Because it was a negative, and only negatives are acceptable under Moscow Rules. Because the General had a terror of betrayal, Smiley thought. The old boy saw it everywhere, in everyone around him. And if death is the ultimate judge, he was right.
“And it worked?” Smiley said finally to Villem with great gentleness. “The hand-over worked?”
“Sure!
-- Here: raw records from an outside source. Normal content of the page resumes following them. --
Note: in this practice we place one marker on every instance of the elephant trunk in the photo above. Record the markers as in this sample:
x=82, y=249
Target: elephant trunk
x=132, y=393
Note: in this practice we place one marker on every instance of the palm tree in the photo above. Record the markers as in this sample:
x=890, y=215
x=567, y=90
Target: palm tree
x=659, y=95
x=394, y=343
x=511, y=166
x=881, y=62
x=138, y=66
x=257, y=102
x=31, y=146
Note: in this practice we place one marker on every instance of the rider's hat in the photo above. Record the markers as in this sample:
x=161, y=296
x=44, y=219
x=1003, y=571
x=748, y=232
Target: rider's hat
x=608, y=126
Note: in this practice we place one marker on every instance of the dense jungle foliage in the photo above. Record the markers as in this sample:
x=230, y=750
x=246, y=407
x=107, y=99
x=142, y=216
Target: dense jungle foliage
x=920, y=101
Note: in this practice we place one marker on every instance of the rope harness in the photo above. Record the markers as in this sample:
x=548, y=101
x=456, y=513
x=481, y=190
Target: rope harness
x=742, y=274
It work fine,” Villem agreed heartily, and darted Stella a defiant glance.
“And did you have any idea, for instance, who might have been your contact at this meeting?”
Then with much hesitation, and after much prompting, some of it from Stella, Villem told that also: about the hollowed face that had looked so desperate and had reminded him of his father; about the warning stare, which was either real or he had imagined it because he was so excited. How sometimes, when he watched football on the television, which he liked to do very much, the camera caught someone’s face or expression, and it stuck in your memory for the rest of the match, even if you never saw it again—and how the face on the steamer was of this sort exactly. He described the flicked horns of hair, and with his fingertips he lightly drew deep grooves in his own unmarked cheeks. He described the man’s smallness, and even his sexiness—Villem said he could tell. He described his own feelings of being
warned
by the man, warned to take care of a precious thing. Villem would look the same way himself—he told Stella with a sudden flourish of imagined tragedy—if there was another war, and fighting, and he had to give away Beckie to a stranger to look after! And this was the cue for more tears, and more reconciliation, and more lamentations about the old man’s death, to which Smiley’s next question inevitably contributed.